The road between Sihela and Sinjar (Shingal) reopened on Saturday, more than a year after the attack by Iraqi forces and Shia militias that pushed Kurdish Peshmerga from the area.
kurdistan24.net

ERBIL (Kurdistan 24) – The road between Sihela and Sinjar (Shingal) reopened on Saturday, more than a year after the attack by Iraqi forces and Shia militias that pushed Kurdish Peshmerga from the area.

Located near the Syrian border, the road which also goes through the town of Rabia has been closed since Oct. 2017 after clashes between Peshmerga and Iraqi forces.

The skirmishes, which also occurred across other disputed territories such as Kirkuk, came weeks after the Kurdistan Region’s referendum on independence, a move that Baghdad fiercely opposed and retaliated with multiple punitive measures, including a ban on international travel from airports in the Kurdistan Region.

“We have been in talks with Baghdad for the past three months to reopen this road,” Ashti Kochar, the Kurdish head of security in charge of the western Tigris River areas, told Kurdistan 24 from the Sihela front line.

He mentioned that the Iraqi federal government agreed to reopen the road on Friday, but has yet to decide on the Zumar road.

Kochar noted that the recent visit of Masoud Barzani, the former President of the Kurdistan Region and the current leader of the leading Kurdistan Democratic Party (KDP), to Baghdad had a substantial impact on reopening the Sihela – Shingal road.

The security official also explained that, as an initial step, the road will be opened to travelers from 7:00 in the morning until 6:00 in the evening.

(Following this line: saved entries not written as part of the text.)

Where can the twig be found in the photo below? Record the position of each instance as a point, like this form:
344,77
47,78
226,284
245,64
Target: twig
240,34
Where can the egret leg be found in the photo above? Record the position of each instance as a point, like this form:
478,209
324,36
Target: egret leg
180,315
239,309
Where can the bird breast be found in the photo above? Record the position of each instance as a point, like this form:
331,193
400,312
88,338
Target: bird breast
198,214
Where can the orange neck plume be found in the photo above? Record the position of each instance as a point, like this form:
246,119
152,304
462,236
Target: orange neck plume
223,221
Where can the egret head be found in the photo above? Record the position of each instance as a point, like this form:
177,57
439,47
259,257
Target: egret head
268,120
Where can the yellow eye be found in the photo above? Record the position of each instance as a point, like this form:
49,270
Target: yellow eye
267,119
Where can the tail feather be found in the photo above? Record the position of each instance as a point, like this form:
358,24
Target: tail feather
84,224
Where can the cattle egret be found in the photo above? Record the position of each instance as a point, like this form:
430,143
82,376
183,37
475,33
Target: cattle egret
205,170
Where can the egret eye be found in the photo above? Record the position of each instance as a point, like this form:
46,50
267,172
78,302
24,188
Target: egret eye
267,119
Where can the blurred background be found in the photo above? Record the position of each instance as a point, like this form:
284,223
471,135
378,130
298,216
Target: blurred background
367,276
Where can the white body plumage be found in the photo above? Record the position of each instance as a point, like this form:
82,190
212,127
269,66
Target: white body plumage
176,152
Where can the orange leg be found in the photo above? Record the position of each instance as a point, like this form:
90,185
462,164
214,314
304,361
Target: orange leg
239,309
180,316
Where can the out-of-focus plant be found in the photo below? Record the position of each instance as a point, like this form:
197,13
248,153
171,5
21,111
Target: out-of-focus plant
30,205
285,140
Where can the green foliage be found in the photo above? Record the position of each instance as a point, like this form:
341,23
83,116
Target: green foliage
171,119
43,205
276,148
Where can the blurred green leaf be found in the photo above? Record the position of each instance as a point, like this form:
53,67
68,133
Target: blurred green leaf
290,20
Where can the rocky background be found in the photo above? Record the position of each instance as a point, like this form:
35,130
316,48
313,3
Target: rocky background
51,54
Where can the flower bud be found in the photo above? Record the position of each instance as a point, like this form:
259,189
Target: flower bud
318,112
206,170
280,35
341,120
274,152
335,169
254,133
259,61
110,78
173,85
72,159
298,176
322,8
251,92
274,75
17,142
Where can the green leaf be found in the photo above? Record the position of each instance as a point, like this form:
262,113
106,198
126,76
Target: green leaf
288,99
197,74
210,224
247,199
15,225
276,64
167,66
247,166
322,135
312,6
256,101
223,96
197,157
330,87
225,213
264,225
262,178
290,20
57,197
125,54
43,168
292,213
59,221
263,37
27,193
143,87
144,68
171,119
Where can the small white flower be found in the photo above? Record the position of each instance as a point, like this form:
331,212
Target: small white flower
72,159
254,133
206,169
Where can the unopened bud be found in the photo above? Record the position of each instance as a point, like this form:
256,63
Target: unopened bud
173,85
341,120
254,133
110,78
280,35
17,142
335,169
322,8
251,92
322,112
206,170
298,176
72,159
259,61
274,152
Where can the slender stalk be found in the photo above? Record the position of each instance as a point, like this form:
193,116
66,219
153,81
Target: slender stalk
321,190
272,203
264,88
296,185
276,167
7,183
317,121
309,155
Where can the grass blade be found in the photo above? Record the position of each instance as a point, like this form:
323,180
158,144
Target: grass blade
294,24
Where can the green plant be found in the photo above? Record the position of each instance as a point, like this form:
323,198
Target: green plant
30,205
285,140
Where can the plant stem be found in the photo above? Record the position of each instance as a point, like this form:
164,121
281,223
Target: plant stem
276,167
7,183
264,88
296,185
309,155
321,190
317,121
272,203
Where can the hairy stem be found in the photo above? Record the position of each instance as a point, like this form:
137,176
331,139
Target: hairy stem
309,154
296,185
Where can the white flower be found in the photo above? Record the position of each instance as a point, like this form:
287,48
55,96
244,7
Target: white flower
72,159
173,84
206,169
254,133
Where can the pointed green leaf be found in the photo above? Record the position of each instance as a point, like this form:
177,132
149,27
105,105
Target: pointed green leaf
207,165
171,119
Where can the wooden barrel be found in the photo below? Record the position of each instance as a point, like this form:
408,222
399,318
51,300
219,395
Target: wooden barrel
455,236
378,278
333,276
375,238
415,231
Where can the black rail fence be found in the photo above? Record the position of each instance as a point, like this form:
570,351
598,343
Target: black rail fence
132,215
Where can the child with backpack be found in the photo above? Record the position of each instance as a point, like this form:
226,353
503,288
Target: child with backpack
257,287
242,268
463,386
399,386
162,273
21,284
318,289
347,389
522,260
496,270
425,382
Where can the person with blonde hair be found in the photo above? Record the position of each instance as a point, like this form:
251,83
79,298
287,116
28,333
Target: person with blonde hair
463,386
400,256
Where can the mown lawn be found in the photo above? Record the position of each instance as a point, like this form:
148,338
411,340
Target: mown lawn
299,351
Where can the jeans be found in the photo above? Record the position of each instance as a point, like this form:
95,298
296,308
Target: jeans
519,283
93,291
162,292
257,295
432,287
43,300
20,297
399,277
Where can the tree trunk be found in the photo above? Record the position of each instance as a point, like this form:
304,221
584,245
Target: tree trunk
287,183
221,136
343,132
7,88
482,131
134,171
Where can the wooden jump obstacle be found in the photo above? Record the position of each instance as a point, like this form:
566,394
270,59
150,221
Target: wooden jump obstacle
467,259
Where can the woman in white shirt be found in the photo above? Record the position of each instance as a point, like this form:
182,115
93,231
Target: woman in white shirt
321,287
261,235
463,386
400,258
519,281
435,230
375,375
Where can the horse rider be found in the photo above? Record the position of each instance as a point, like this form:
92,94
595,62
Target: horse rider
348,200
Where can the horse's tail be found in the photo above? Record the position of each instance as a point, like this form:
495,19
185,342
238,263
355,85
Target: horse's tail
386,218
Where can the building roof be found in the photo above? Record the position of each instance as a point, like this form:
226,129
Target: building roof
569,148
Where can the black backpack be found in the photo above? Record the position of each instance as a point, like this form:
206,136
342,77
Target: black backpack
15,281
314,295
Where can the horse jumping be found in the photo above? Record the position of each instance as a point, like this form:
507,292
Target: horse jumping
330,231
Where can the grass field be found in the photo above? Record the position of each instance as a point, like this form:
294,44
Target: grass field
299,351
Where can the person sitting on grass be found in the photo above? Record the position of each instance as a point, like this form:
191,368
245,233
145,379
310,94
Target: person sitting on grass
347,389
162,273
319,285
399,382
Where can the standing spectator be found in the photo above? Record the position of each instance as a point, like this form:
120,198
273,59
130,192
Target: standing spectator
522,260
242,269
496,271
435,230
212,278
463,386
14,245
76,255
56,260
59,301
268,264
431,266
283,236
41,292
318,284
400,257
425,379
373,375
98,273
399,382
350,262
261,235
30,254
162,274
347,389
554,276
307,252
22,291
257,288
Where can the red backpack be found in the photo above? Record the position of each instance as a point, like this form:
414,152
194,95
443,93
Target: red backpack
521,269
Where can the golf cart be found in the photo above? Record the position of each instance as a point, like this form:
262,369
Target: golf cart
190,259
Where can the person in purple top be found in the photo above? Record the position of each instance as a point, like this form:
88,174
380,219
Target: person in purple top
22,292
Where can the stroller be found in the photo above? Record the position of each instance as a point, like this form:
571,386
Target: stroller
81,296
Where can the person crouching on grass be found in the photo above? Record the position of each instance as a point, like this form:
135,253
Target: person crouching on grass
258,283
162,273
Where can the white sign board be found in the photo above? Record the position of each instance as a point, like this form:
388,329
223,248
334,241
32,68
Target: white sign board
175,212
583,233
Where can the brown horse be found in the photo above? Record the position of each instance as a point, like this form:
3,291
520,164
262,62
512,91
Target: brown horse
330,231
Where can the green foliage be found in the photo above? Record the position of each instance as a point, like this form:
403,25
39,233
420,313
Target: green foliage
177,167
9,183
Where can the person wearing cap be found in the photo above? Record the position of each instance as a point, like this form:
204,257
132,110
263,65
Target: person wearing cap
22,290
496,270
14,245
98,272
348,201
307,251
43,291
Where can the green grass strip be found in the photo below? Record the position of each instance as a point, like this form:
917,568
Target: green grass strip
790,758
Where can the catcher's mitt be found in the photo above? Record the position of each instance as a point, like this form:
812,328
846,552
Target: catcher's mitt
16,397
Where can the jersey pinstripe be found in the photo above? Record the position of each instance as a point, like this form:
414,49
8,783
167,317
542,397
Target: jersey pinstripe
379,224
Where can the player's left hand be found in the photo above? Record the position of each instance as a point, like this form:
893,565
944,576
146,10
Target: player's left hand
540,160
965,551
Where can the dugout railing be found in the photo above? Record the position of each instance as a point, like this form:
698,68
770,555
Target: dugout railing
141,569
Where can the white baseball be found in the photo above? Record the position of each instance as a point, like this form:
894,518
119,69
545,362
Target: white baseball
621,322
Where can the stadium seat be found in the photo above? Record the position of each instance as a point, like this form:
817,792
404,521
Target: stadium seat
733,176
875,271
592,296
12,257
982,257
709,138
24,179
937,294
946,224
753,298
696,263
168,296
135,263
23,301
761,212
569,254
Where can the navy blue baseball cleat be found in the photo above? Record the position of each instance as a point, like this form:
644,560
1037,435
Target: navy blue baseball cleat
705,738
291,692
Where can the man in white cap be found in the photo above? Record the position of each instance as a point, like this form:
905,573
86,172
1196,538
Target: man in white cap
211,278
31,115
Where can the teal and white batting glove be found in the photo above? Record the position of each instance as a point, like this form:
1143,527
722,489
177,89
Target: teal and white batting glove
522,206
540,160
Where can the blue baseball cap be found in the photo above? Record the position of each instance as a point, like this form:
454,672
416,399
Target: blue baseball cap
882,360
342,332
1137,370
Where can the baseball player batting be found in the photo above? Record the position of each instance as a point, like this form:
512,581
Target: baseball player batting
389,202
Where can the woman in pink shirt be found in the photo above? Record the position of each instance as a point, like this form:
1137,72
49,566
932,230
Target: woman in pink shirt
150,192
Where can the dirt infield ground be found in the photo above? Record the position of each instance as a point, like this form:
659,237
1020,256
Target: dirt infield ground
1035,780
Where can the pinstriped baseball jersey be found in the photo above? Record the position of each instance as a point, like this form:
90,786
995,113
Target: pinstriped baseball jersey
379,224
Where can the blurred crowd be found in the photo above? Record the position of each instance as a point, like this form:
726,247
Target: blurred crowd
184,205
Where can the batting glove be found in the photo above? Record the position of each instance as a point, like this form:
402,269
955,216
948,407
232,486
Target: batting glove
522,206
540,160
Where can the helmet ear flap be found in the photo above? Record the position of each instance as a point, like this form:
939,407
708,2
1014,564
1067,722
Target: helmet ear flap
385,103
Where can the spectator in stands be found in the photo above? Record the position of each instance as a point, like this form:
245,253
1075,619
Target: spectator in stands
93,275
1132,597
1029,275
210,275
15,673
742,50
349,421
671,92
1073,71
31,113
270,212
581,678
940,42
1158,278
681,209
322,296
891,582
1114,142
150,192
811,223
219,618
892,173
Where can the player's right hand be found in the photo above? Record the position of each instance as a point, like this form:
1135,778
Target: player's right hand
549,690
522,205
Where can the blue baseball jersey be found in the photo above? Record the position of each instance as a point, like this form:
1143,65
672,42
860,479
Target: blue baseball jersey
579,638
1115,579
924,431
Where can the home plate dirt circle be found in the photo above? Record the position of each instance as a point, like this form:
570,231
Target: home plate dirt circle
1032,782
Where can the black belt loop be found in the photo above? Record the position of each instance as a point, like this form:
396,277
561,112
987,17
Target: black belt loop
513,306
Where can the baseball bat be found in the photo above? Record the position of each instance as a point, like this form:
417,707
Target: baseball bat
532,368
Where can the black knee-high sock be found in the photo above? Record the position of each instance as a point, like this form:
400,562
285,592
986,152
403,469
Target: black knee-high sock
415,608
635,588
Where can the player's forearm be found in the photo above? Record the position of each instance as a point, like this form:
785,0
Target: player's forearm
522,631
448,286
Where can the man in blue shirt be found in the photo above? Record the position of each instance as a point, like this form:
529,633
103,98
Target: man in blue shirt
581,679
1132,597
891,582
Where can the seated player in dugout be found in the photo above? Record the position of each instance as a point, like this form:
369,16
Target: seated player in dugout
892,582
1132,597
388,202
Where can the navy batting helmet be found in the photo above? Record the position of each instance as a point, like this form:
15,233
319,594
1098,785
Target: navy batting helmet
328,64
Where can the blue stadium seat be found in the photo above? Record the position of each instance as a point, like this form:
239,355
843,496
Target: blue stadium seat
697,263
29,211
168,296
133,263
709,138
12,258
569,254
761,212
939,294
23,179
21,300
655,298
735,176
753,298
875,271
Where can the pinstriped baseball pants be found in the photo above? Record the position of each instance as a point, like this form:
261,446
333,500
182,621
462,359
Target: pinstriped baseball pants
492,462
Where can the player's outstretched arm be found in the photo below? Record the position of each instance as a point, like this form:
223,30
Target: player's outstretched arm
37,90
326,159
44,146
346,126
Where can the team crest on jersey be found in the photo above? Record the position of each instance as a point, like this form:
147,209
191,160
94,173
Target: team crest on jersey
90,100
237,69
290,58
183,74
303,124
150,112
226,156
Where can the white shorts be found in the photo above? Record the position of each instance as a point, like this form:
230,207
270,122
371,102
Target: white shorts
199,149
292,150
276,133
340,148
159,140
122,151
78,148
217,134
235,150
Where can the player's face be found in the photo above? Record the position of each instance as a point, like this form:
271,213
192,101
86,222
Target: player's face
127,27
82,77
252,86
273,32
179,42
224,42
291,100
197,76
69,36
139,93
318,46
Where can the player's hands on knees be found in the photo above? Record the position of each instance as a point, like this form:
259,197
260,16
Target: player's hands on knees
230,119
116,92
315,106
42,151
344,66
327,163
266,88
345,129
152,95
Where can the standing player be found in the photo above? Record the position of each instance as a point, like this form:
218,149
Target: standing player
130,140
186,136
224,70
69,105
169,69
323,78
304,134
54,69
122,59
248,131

Before its closure, it was one of the main and most direct roads that people of Shingal and surrounding towns had long preferred using to travel to and from the Kurdistan Region’s Duhok Province.

On Friday, an independent organization that provides political analysis and makes recommendations on preventing war in areas of conflict across the globe said in a new report that Iraq, the Kurdistan Region, and mediators should now intensify efforts to solve the seemingly intractable national dispute of the disputed territories.

The Brussels-based think tank wrote, "The new administrations in Baghdad and Erbil and the appointment of a new special representative of the UN secretary-general for Iraq provide an opening to move boldly on one of Iraq’s most enduring and divisive issues: the status of disputed territories and the determination of the Kurdish region’s borders."